Limited partners assume a lower risk than general partners, and their liabilities cannot exceed their invested capital. However, they cannot withdraw their capital on demand - a common condition is requiring limited partners to commit their capital until the project is completed. This ensures that general partners are not left without funding halfway through the project.
In this aspect, real estate development is very different from investing in the stock market, where stock can be bought or sold at any time. Since limited partners have no management responsibilities, they can earn profits even if they lack experience in real estate development.
The business agreement must clearly all legal and financial aspects of the project.
Starting a Real Estate Project
Creating a business agreement between general partners and limited partners is just one of the steps for a successful real estate project. Developers and investors must also make sure the following requirements are met:
- Planning the project and defining its scope
- Due diligence: When purchasing land or an existing building, developers must check if the property has legal, environmental, or financial issues.
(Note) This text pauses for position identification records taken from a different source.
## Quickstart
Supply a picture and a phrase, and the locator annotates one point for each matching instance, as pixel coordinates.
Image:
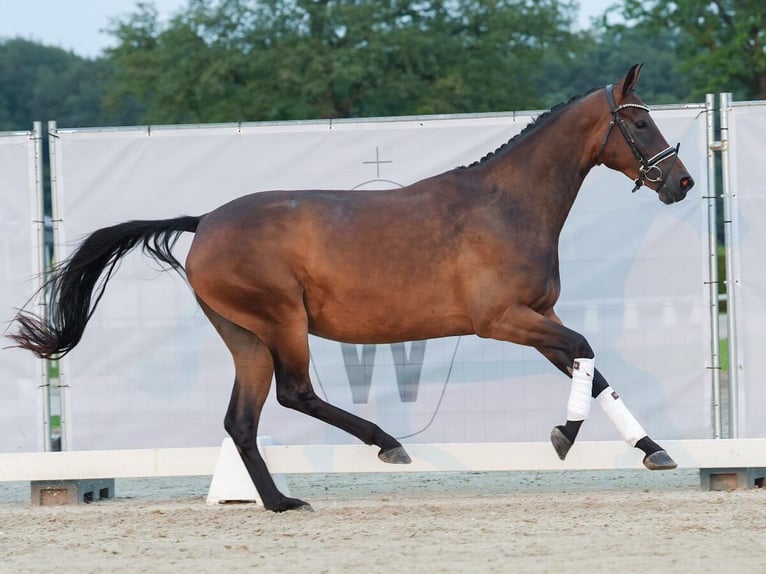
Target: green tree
(605, 51)
(721, 44)
(295, 59)
(44, 83)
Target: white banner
(747, 127)
(21, 427)
(151, 372)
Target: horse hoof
(292, 504)
(396, 455)
(659, 460)
(560, 442)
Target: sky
(79, 25)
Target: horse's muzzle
(674, 193)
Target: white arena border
(521, 456)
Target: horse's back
(358, 265)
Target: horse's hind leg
(587, 383)
(294, 390)
(254, 369)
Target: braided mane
(540, 120)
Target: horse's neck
(544, 171)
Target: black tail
(70, 288)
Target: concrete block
(58, 492)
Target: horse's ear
(631, 79)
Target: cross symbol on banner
(377, 161)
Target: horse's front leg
(571, 353)
(587, 383)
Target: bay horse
(269, 268)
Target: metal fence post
(728, 195)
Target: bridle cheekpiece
(648, 169)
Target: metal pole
(42, 303)
(55, 221)
(715, 367)
(731, 282)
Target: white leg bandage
(578, 407)
(618, 413)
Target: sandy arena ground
(558, 522)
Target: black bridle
(648, 169)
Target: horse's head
(637, 148)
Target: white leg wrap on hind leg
(618, 413)
(578, 406)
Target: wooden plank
(608, 455)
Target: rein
(648, 169)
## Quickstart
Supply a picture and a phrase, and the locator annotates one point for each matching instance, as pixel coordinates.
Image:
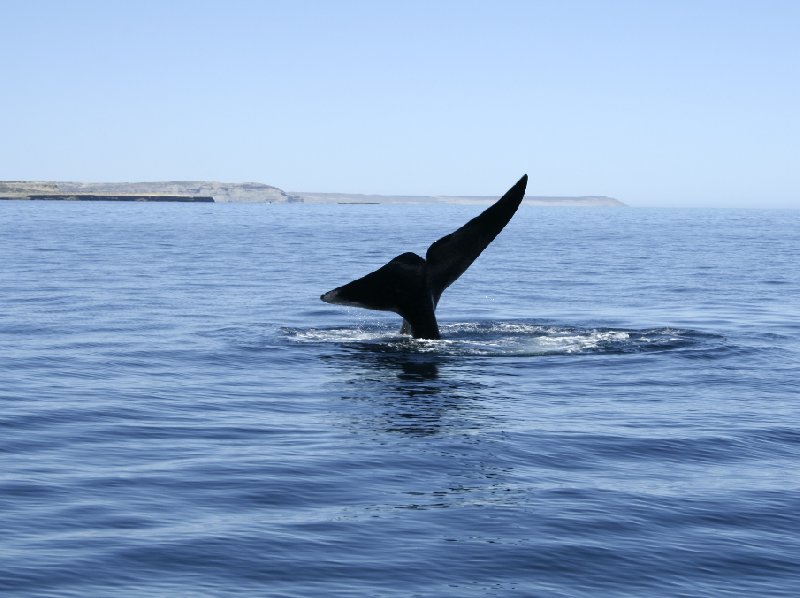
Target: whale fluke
(411, 286)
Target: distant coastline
(213, 191)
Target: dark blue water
(613, 410)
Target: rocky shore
(212, 191)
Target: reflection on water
(415, 394)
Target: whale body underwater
(411, 286)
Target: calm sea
(613, 410)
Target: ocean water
(613, 409)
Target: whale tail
(411, 286)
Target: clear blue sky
(673, 103)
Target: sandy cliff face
(221, 192)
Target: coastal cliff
(208, 191)
(146, 191)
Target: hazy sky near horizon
(662, 103)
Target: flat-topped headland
(185, 191)
(213, 191)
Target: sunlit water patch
(518, 339)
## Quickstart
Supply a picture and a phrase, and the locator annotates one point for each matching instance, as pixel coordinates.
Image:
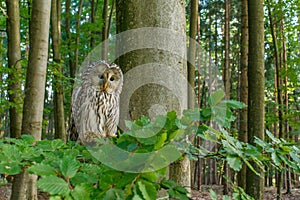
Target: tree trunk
(24, 185)
(243, 86)
(255, 183)
(14, 57)
(104, 31)
(153, 48)
(58, 100)
(226, 76)
(72, 65)
(226, 70)
(192, 52)
(75, 66)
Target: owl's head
(106, 77)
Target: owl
(95, 102)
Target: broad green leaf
(82, 191)
(147, 189)
(160, 141)
(226, 197)
(10, 168)
(213, 195)
(234, 162)
(53, 185)
(69, 167)
(42, 170)
(216, 97)
(235, 104)
(276, 159)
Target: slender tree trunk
(192, 53)
(278, 94)
(72, 63)
(104, 30)
(24, 184)
(255, 183)
(167, 22)
(92, 40)
(226, 70)
(14, 57)
(58, 100)
(75, 67)
(243, 119)
(226, 76)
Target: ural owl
(95, 102)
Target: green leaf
(147, 189)
(235, 104)
(53, 185)
(234, 162)
(216, 97)
(69, 166)
(213, 195)
(160, 141)
(42, 170)
(10, 168)
(82, 191)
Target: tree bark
(243, 119)
(255, 183)
(14, 57)
(104, 30)
(192, 52)
(226, 70)
(58, 100)
(160, 52)
(24, 185)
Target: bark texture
(243, 83)
(152, 53)
(255, 183)
(58, 101)
(24, 184)
(14, 58)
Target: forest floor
(270, 194)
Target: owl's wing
(78, 97)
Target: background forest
(44, 43)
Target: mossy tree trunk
(255, 183)
(58, 100)
(24, 184)
(243, 86)
(14, 64)
(154, 46)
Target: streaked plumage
(95, 102)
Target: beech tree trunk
(243, 83)
(255, 183)
(24, 184)
(58, 100)
(155, 47)
(14, 58)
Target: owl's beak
(104, 86)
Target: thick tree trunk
(255, 183)
(24, 185)
(153, 48)
(58, 100)
(243, 119)
(14, 57)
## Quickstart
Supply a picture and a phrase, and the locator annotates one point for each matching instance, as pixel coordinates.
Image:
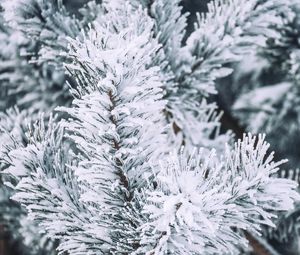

- Meeting local regulations: building codes, zoning rules, environmental requirements, project approval, construction permits, etc.
- Hiring all services needed during the project: architects, engineering firms, general contractors, legal services, accounting, etc.
- Securing enough financing to complete the project according to the scope and plan.
- Marketing and sales.
The project developer often brings some of the skills required. For example, many large contractors enter the development business to take advantage of their construction expertise. A project can also have many general partners who bring complementary skills.
Forming an LLC
In addition to creating a general or limited partnership, business partners in real estate projects also have the option of forming a limited liability company (LLC). An LLC is a legal entity that insulates its members—and their assets—from personal liability for judgments against or debts incurred by the LLC. Just like they can under a partnership structure, real estate developers may create separate LLCs for each project to safeguard against cross-liability that originates from other projects.
The LLC structure shields its members from personal liability, offers tax flexibility, and does not require the same stringent formalities as a corporate structure.
When forming an LLC, be sure to:
- Comply with your state’s LLC formation regulations and requirements.
- File the “Articles of Organization” with your Secretary of State.
- Choose a distinctive name for your LLC.
- Compose an LLC Operating Agreement, which defines aspects such as your LLC members’ obligations and rights, sets out how your LLC will be governed and organized, and details the dissolution process.
- Determine whether your state requires you to publish in local newspapers a notice of your intent to establish an LLC.
- Apply for and obtain an LLC EIN number through the IRS.
By combining effective construction management with an adequate legal structure, risk can be minimized in the real estate development business.